Littérature

Maylis de Kerangal à l’œuvre

écrivaine

L’héroïne d’Un monde à portée de main, le nouvel ouvrage de Maylis de Kerangal, est peintre en trompe l’œil, manière transparente d’inviter le lecteur à reconnaitre l’auteur derrière le personnage. Pour faire du roman un manifeste esthétique ? Mieux que ça.

Le roman de Maylis de Kerangal, Un monde à portée de main, porte en son titre comme en son thème la promesse d’un art poétique. La main du peintre, en l’occurrence peintre en trompe-l’œil, le métier choisi par son héroïne Paula Karst, fait idéalement écho à celle de l’écrivain, les linéaments de l’un calquant les lignes de l’autre. Il est donc tentant de voir dans la fiction le prétexte idéal à un manifeste esthétique, au moment où son œuvre, ayant atteint l’apogée littéraire et critique avec Réparer les vivants, se trouve à ce point exact et vertigineux où la liberté de création peut être associée à la pleine maîtrise.

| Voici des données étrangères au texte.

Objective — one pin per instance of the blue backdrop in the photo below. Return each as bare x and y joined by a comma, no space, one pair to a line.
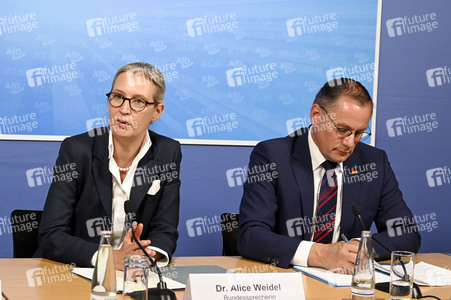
413,108
228,65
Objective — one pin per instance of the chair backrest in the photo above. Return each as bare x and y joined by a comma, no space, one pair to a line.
229,224
25,225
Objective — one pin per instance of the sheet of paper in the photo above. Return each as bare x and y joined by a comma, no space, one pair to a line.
335,279
425,274
153,279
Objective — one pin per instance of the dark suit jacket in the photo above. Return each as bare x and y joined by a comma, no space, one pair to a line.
69,230
268,207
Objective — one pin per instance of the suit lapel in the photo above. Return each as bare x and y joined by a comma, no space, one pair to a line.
302,168
102,177
142,181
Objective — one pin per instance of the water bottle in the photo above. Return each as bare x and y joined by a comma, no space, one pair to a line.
103,284
363,278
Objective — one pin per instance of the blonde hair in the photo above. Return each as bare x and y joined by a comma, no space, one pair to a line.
149,72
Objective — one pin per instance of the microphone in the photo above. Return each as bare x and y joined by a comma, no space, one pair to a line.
384,286
162,292
358,213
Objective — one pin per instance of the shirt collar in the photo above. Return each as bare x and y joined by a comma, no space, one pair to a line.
316,155
145,146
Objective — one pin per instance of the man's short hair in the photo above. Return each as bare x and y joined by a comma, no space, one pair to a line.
149,72
336,88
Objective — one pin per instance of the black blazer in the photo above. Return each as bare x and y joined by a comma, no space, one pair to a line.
76,210
270,208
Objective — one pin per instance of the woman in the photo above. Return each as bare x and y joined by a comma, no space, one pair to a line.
123,162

Le livre tient évidemment cette promesse et les parallèles entre l’art de tromper l’œil et celui de mentir vrai ne manquent pas, à commencer par cette faculté, dans les deux cas, de « produire des images » ; mais c’est ailleurs que le roman puise sa force, et se hisse par-dessus ce qu’on attend de lui.

Reconnaître

Le fil conducteur en est le trajet de son personnage principal, suivi depuis sa jeunesse étudiante et sa décision impulsive d’aller apprendre la peinture en trompe-l’œil à l’atelier de la rue du Métal, à Bruxelles. Ici elle fait la connaissance des deux autres personnages, Kate et Jonas. On la suivra dans ses pérégrinations, Moscou, Rome, jusqu’à son ultime chantier, la réplique de Lascaux IV, dans un déroulé d’aventures et de rencontres qui tiennent à la fois du roman d’apprentissage, de la série télévisée et du roman d’amour – où l’auteure, donc, s’amuse avec les références qui lui sont contemporaines et naturelles, avec en point de fuite et en référence Ana Karénine de Tolstoï que son héroïne entreprend de lire. Le lecteur familier des romans de Kerangal retrouvera ses marques les plus personnelles : l’attention à la matérialité du travail, l’inscription des corps et des gestes dans la réalité la plus concrète, le goût des mots qui claquent et des signes faits par le réel, dans ses moindres détails (marques, titres, langues étrangères, noms), le tout pris dans la foulée de son écriture. Les pages d’ouverture annoncent ainsi le propos à venir en même temps qu’elles rappellent dans quel monde, c’est-à-dire dans quelle langue, la lecture va nous plonger : « Paula Karst apparaît dans l’escalier, elle sort ce soir, ça se voit tout de suite, un changement de vitesse perceptible depuis qu’elle a claqué la porte de l’appartement, la respiration plus rapide, la frappe du cœur plus lourde, un long manteau sombre ouvert sur une chemise blanche […]»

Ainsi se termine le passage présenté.